In addition, much of what you said makes little sense to me -
The data the pivot is based on is in the data model already.

If this is the case, if it is complete and robust data, you are good to go. What you do depends upon the analyses,

Now it could be that the formulas needed to create measures to come up with some of the information I need, without first running pivots, are beyond me, but I am just not able to see how I can create one pivot that does what several pivots do in regards to the analyses I have to do.
Why would you want one pivot to do what several existing pivots do? If those several pivots are looking at differing vies of the data that would seem the correct way to go to me. If you have those pivots, what is wrong with them?

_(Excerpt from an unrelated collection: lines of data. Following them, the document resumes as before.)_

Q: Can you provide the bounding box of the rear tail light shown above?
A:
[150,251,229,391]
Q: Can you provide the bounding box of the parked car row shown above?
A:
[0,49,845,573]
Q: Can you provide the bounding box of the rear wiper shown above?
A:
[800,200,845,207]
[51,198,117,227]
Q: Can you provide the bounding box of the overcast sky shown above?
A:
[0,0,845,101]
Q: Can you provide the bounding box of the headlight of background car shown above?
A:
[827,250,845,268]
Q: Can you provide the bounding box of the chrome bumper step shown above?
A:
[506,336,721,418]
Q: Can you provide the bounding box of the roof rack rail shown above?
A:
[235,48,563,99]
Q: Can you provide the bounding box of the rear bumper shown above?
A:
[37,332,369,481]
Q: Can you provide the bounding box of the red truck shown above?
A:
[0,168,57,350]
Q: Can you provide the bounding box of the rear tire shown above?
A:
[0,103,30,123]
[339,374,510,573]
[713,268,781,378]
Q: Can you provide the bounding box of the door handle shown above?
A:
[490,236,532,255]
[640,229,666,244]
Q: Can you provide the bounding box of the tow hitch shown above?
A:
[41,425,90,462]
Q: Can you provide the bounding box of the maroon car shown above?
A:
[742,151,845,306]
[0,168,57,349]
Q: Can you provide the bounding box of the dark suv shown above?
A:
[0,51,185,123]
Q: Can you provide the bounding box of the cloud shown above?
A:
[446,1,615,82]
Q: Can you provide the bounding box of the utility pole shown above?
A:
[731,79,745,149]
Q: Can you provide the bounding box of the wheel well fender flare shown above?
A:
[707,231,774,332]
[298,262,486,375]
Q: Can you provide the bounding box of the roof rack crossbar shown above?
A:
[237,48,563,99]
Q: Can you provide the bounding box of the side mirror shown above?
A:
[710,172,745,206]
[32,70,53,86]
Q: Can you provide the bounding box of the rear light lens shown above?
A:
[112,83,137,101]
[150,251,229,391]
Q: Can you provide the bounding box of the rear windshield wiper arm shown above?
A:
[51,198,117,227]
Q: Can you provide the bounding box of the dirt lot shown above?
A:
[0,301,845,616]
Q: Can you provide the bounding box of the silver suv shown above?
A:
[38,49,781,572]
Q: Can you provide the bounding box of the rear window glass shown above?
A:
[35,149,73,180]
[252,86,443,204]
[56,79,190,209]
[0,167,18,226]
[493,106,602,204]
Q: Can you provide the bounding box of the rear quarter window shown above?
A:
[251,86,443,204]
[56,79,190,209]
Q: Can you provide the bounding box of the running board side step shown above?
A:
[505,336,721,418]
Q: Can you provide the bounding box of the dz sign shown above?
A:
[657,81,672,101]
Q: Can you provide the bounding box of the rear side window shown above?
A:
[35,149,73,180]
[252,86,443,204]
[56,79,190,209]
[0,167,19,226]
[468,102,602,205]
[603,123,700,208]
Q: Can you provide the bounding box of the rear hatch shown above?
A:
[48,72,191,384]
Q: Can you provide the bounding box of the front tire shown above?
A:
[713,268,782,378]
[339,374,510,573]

If I could create a dataset off a pivot, I could then create the measures I need from those summaries to populate some of the fields in the Regional Summary table I have developed. For instance, in one case I need to run a pivot, and then I copy the pivot to a sheet and run a macro that essentially behaves like an unpivot (still trying to learn this one), and then apply filters to the results and run a count function of the remainder.
Power Query does an unpivot easily, but unless you have a crosstab dataset, it doesn't seem that you need to do that. Also, Power Query can be used to add extra data if that is required, not measures as such, although measures might acheive the same objective - as I said, it depends upon wht you are trying to do.

If I could add the pivot to the data model, I could then interact with that data again without breaking the chain, so to speak.
No idea what that means.

I had searched online, and from what I understand, there is no way to link data from a pivot directly to a data model, I only found copy pivot, paste, and add to model as the option. That is unfortunate, because having to copy the data, create a sheet from it, is a break in the chain of automaticity in the analyses that I am trying to create. Not a deal breaker, just disappointing.
As I keep saying, I fail to see why you would need to do this. If you have the data, work on that.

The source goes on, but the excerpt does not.